Что касается Петра Кифы, то всем, кто его видел впервые, он внушал страх своим грозным видом, богатырским ростом, косматыми бровями и большим угреватым носом; но внешность, как известно, бывает обманчивой. Если бы отец Петр был чуточку больше деловым человеком, он не стал бы с нами связываться, потому что артель бралась все сделать за четыре недели. Но он сказал, что ему понятна разница между ремеслом и искусством. Думаю, что дело было не в искусстве, а в том, что профессор Головчинер кормил большую семью. Словом, договорились, что артельщики распишут стены и потолок, а профессор займется иконостасом.

Здесь я должен заметить, что мы переживаем историю двояко, как историю и как нашу собственную жизнь, причем только в воспоминаниях нам удается кое-как совместить одно с другим. Подчас

мелкие подробности застревают в памяти глубже, чем мировые события, тем более что мировые события всегда происходят как бы за горизонтом, и, хотя все мы знали о том, что началась война, я совершенно не помню день, когда в местечко вошла русская Красная Армия, — получилось так, словно мы жили, ни о чем не подозревая, а потом в одно прекрасное утро проснулись и увидели, что все изменилось: на Жолнерской улице стояли крытые брезентом грузовики, повсюду висели красные флаги и объявления; там говорилось, что нас освободили. Что под этим подразумевалось, сказать было трудно. На Троицкой площади, перед академией, солдаты в пилотках и обмотках разгружали с телег ящики: в академии разместился военный комиссариат. Почему мы вдруг оказались под русскими, что стало с правительством, с государством, никто не понимал, ходили разные слухи, но в конце концов мои родители, да и большинство жителей, помнили времена кайзера Франца-Иосифа, который тоже сгинул, и ничего страшного не случилось.

Ремонт был закончен, на дворе стояло бабье лето, словно природа тоже не желала знать ни о каких переменах и старалась растянуть до бесконечности этот и без того неестественно длинный год. Профессор Головчинер, окончательно оставшийся без работы, восседал на табуретке посреди пустой и гулкой церкви, раскрашенной, как новенькая игрушка; отворилась дверь, вошел гигант священник. Я принес еще один стул, отец Петр удостоверился в его прочности, прежде чем сесть, и некоторое время оба молчали, разглядывая потолок.

«Знаете ли вы, отче, — проговорил профессор, — в чем разница между светским и сакральным искусством?»

«Священное искусство, — отвечал отец Петр, — опирается на канон».

«Совершенно верно, — сказал профессор Головчинер, — то, что в светской живописи считается признаком бесталанности — повторение сделанного другими, — то в канонической живописи не только не считается зазорным, но, наоборот, поощряется».

«О-хо-хо, — вздохнул отец Петр, — что вы теперь будете делать?»

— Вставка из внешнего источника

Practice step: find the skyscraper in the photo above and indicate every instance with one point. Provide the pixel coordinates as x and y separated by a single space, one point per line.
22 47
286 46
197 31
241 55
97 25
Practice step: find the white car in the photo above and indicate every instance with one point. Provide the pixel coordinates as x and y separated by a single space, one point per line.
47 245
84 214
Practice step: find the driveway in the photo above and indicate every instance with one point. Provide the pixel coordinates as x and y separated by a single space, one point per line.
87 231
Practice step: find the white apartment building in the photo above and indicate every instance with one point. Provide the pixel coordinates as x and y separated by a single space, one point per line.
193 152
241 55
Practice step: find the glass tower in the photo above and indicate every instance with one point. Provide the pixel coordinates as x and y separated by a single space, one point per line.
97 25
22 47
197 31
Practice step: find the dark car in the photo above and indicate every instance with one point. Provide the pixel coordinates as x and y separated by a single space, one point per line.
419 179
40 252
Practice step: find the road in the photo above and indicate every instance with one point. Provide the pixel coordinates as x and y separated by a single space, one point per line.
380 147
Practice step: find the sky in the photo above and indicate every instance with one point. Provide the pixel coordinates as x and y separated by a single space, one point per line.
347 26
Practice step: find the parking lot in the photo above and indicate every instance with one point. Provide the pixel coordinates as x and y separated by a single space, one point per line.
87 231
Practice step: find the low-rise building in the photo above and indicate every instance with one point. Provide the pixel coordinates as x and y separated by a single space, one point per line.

«Комендант заверил меня, что это ненадолго. Как только в городе установится советская власть, начнем новый учебный год. В академии будут учиться дети трудящихся классов, а меня назначат директором».

«Ну что ж, прекрасно», — заметил отец Петр. «Вопрос только в том, где мы возьмем детей трудящихся классов?»

«Бог даст, обойдется».

«Вернемся к искусству, — сказал профессор, — как вам нравится Богородица?»

«Приятственно. Вы большой талант».

«Вы имеете в виду мой талант педагога?»

«При чем тут талант педагога?» — спросил отец Петр.

«А при том, что икону-то писал не я. Ее писал Юзеф».

«Да неужто? — воскликнул отец Петр. — Юзя, подь-ка сюда. Какой ты молодец».

«Молодец-то молодец, — проговорил профессор Головчинер, — только… Разве вы ничего не замечаете?»

«А что?»

Профессор Головчинер закашлял, заерзал на табуретке.

«Я хотел вас предупредить, отче, я думаю, это будет лучше, чем если об этом вам скажет кто-нибудь из людей. Но если вы хотите, мы можем переписать… Кхм… Вам не кажется, что у Богородицы слишком уж иудейские черты?»

«Что же тут странного? Ведь она была иудеянка».

«Да, но… Присмотритесь. Не узнаете?»

«Кого же я должен узнать?»

«Слава Богу, — сказал профессор Головчинер. — Значит, это мне просто показалось. Конечно, это мне показалось. И откуда я только взял?.. Очевидно, все дело в том, что у художника свой особый взгляд, может быть, слишком придирчивый. Мы видим то, чего никто не видит… чего нет на самом деле. То есть что значит — на самом деле? Искусство создает свою собственную действительность».

Тут он принялся рассуждать на одну из своих любимых тем, но суть в том, что на иконе была изображена Адела.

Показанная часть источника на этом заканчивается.